Influence of electrodeposited nanoparticles on the electrochemical halide reduction)
01/01/2018 - 31/12/2021
Fundamental advances in energy conversion and storage which are full of vigor in meeting outfaces of some environmental phenomena such as waste water pollution and impact of fossil fuels are held by electrosynthesis. In the past decade organic electrosynthesis has become an interesting, versatile and environmental friendly alternative compared to classical organic synthesis. A reaction of particular interest is the electrochemical reduction of organic halides (C-X) due to the efficient formation of carbon-carbon bonds and the degradation of organic halogenated waste.
The major bottle-neck problem of the electrochemical synthesis is the high overpotential which makes industrial applications unachievable due to the exuberant energy cost and low selectivity. Attempts to reduce the large overpotential are directed towards improving the catalytic activity of electrode materials within the field of electrocatalysis. The most important catalytic enhancement strategies are the influence of the morphology and the interaction with a second material. A general model for the prediction of the electrocatalytic activity is not yet possible, certainly with more complex electrocatalyst who are difficult to describe theoretically. A development of an efficient electrocatalyst will require an intertwined approach combining both the theoretical and experimental studies.
This work is devoted to gather experimental data concerning the use of electrocatalysis for C-X bond reduction. The aim is to investigate the parameters that influence the catalytic activity for the synthesis of an efficient, performant and stable catalyst towards the C-X reduction. To perform an in-depth study a combination of multiple techniques is used. Microscopical surfaces analysis, analytical- and electrochemical techniques will be simultaneous used in the unravelment of the electrocatalytic properties of the electrocatalyst.

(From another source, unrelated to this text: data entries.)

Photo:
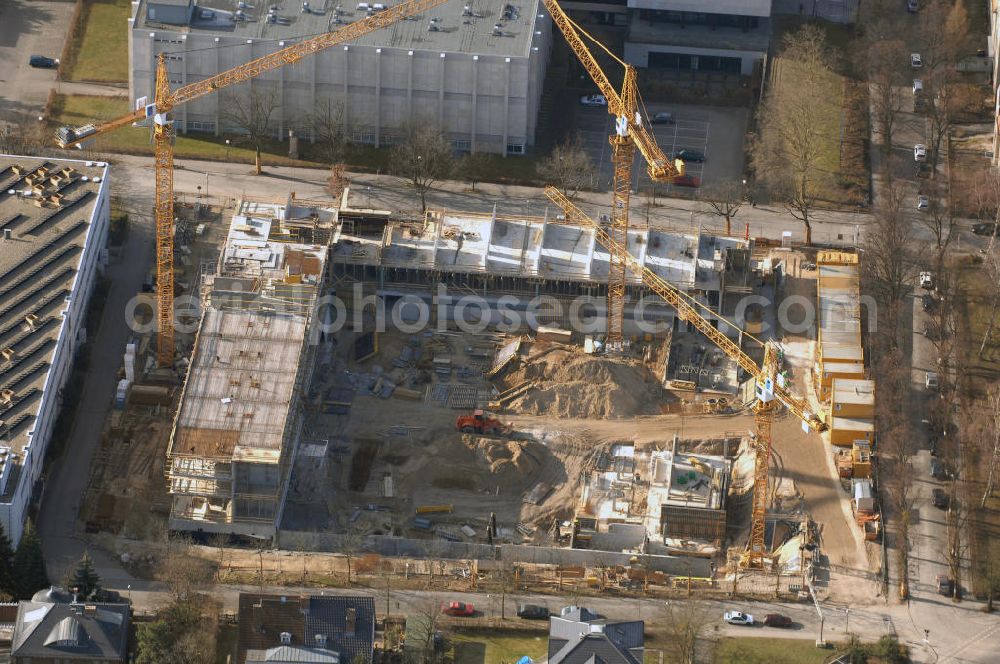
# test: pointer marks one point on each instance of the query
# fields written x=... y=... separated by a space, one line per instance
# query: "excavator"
x=770 y=388
x=165 y=100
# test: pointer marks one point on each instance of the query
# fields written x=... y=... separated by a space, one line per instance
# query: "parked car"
x=937 y=469
x=43 y=62
x=686 y=181
x=986 y=229
x=457 y=609
x=738 y=618
x=691 y=155
x=777 y=620
x=532 y=612
x=932 y=381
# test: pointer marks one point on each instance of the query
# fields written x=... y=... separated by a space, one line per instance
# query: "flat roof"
x=853 y=424
x=47 y=205
x=533 y=247
x=455 y=30
x=854 y=390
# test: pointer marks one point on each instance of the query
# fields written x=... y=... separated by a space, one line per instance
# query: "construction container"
x=853 y=398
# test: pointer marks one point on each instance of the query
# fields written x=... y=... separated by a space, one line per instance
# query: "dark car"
x=946 y=586
x=777 y=620
x=986 y=229
x=686 y=181
x=532 y=612
x=691 y=155
x=43 y=62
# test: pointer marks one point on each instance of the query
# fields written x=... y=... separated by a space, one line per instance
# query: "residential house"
x=580 y=636
x=54 y=628
x=288 y=629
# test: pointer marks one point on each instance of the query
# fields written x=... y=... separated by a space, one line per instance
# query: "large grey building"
x=473 y=67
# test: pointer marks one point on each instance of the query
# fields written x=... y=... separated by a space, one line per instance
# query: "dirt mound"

Firstly, the influence of the morphology of different monometallic nanoparticles and their relationship with the electrocatalytic activity is investigated. A versatile double-pulse electrodeposition technique is used to obtain nanoparticles on a conductive substrate. By varying the nucleation and growth parameters it is possible to obtain tailor made nanoparticles regarding the morphology (size) and dispersion on the substrate. Electrodeposited Ag nanoparticles of ca 100 nm showed the most expressed electrocatalytic properties towards the benzyl halide reduction (benzyl bromide, benzyl chloride and benzyl iodide). All investigated nanoparticles (Ag, Au, Mn, Ni, Cu, Pb, Zn and Cd) showed an activity which almost coincides with their respective bulk material. Although a good similar activity is obtained for the nanoparticles in comparison with bulk materials no indication of an altered reaction mechanism is found.

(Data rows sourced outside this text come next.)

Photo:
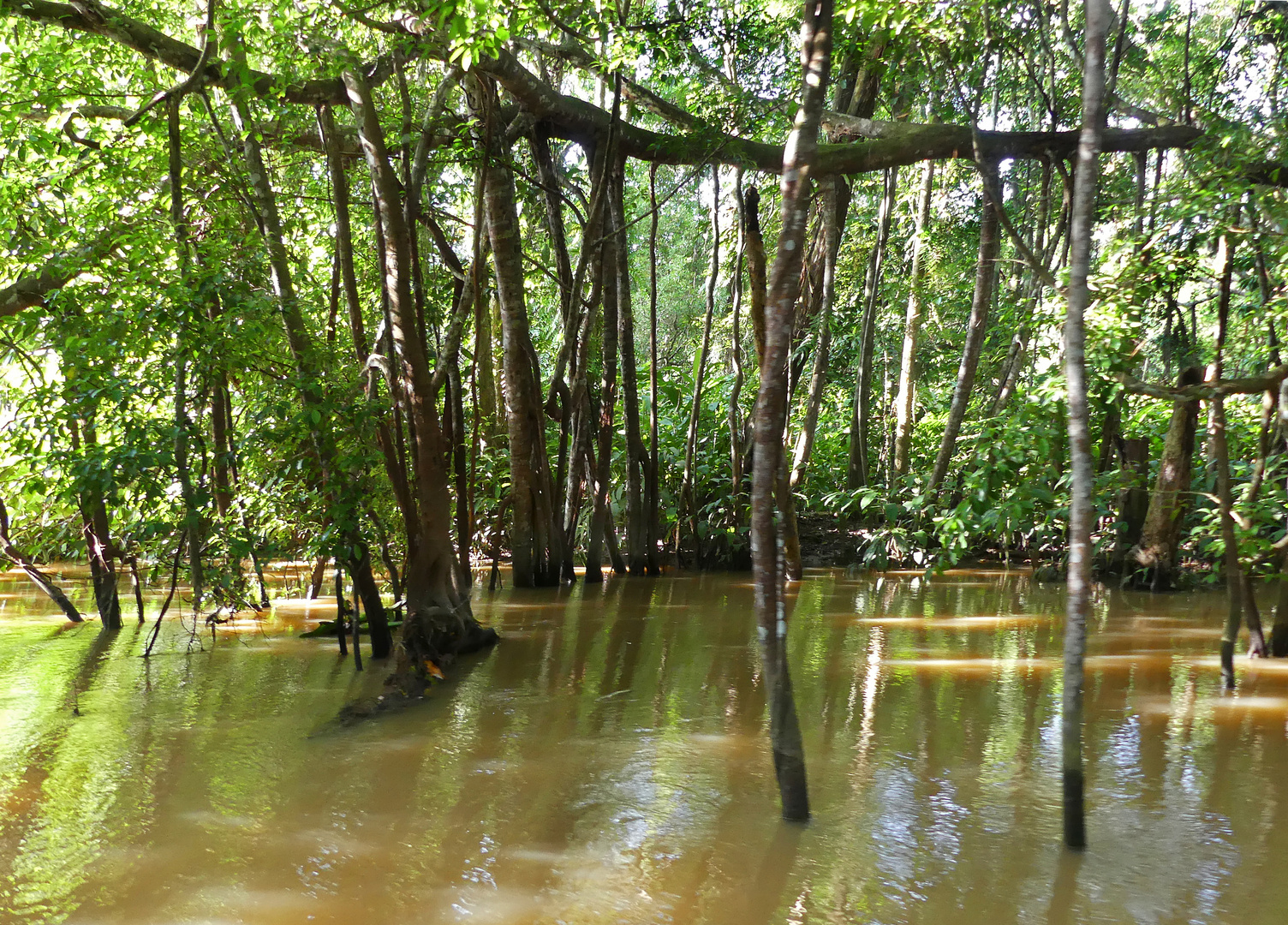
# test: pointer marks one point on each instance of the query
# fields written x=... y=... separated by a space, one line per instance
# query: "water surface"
x=608 y=761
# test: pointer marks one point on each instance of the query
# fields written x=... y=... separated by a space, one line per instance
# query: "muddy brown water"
x=608 y=763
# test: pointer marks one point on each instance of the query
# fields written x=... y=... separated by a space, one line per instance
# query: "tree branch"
x=1206 y=391
x=33 y=289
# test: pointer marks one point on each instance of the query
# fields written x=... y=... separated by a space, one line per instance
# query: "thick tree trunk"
x=858 y=470
x=653 y=496
x=906 y=400
x=636 y=457
x=438 y=623
x=534 y=537
x=1081 y=506
x=975 y=334
x=771 y=411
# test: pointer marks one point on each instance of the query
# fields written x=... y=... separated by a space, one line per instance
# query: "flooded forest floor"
x=608 y=761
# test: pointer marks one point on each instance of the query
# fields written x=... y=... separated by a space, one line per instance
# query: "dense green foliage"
x=91 y=373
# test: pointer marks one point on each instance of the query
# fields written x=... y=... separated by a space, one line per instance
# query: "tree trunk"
x=736 y=504
x=36 y=576
x=653 y=496
x=771 y=411
x=1279 y=636
x=636 y=457
x=1218 y=441
x=534 y=537
x=756 y=280
x=438 y=623
x=1081 y=506
x=904 y=403
x=1168 y=503
x=605 y=427
x=858 y=472
x=835 y=205
x=975 y=334
x=688 y=493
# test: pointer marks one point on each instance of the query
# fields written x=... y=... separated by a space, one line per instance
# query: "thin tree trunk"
x=904 y=403
x=1081 y=508
x=182 y=423
x=605 y=427
x=1171 y=498
x=975 y=334
x=688 y=493
x=756 y=278
x=771 y=411
x=835 y=204
x=636 y=457
x=534 y=537
x=1220 y=446
x=858 y=472
x=736 y=360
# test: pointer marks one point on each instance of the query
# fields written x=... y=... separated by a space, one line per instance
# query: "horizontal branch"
x=92 y=15
x=579 y=120
x=1206 y=391
x=33 y=289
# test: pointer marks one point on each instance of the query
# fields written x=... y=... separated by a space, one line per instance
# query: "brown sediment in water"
x=608 y=763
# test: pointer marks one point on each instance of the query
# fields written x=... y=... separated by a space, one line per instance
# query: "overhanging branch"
x=1208 y=391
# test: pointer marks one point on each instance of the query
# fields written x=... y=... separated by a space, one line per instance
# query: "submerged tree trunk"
x=1081 y=508
x=182 y=423
x=975 y=332
x=688 y=492
x=536 y=539
x=653 y=496
x=904 y=403
x=636 y=457
x=43 y=582
x=605 y=426
x=438 y=623
x=772 y=411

Secondly, an enhancement strategy is examined by combining Ag, the most active electrocatalytic material with a second material. This is done by investigation of various support metals or creating an alloy structure. In the former Ag nanoparticles are electrodeposited on planar Glassy carbon, Ni, Au and Ti substrates. Results showed that the morphology and electrocatalytic properties are most expressed for Ag nanoparticles deposited on a Ni substrate. Following this finding a successful Ag/Ni electrocatalyst is synthesized with a combination of electrodeposition and galvanic replacement. The effect of the interplay between support or alloy is evaluated and the ratio primary (Ag)/secondary (Ni) metal adjusted for optimal catalyst performance.
In our search to develop performant electrocatalyst a third section of this work focusses on the stability. In this work it is shown that the predominant electrochemical degradation mechanisms of Ag nanoparticles for C-X bond reduction are agglomeration/clustering, dissolution and detachment. After identification of these degradation mechanism a successful particle confinement method with vertically oriented nanographite is proposed to increase the stability and avoid the degradation phenomena. Furthermore a regeneration approach with high cathodic polarization pulses is investigated to efficiently disperse clustered degraded nanoparticles evenly over a conductive support.
A last section of this work, shows the versatility of C-X bond reduction by investigating a more complex organic halide: the intramolecular cyclisation reaction of allyl 2-bromobenzyl ether. With a planar Ag electrode it is possible to alter to the reaction mechanism specific to dehalogenation or cyclisation.
In general, a variety of catalyst synthesis techniques are applied with the final goal being to induce the activity enhancement and obtain a stable electrocatalyst. Applying a step-by-step methodology where morphology, enhancement and stability are independently investigated, ensures adequate information is obtained to tweak the electrocatalyst towards our objectives.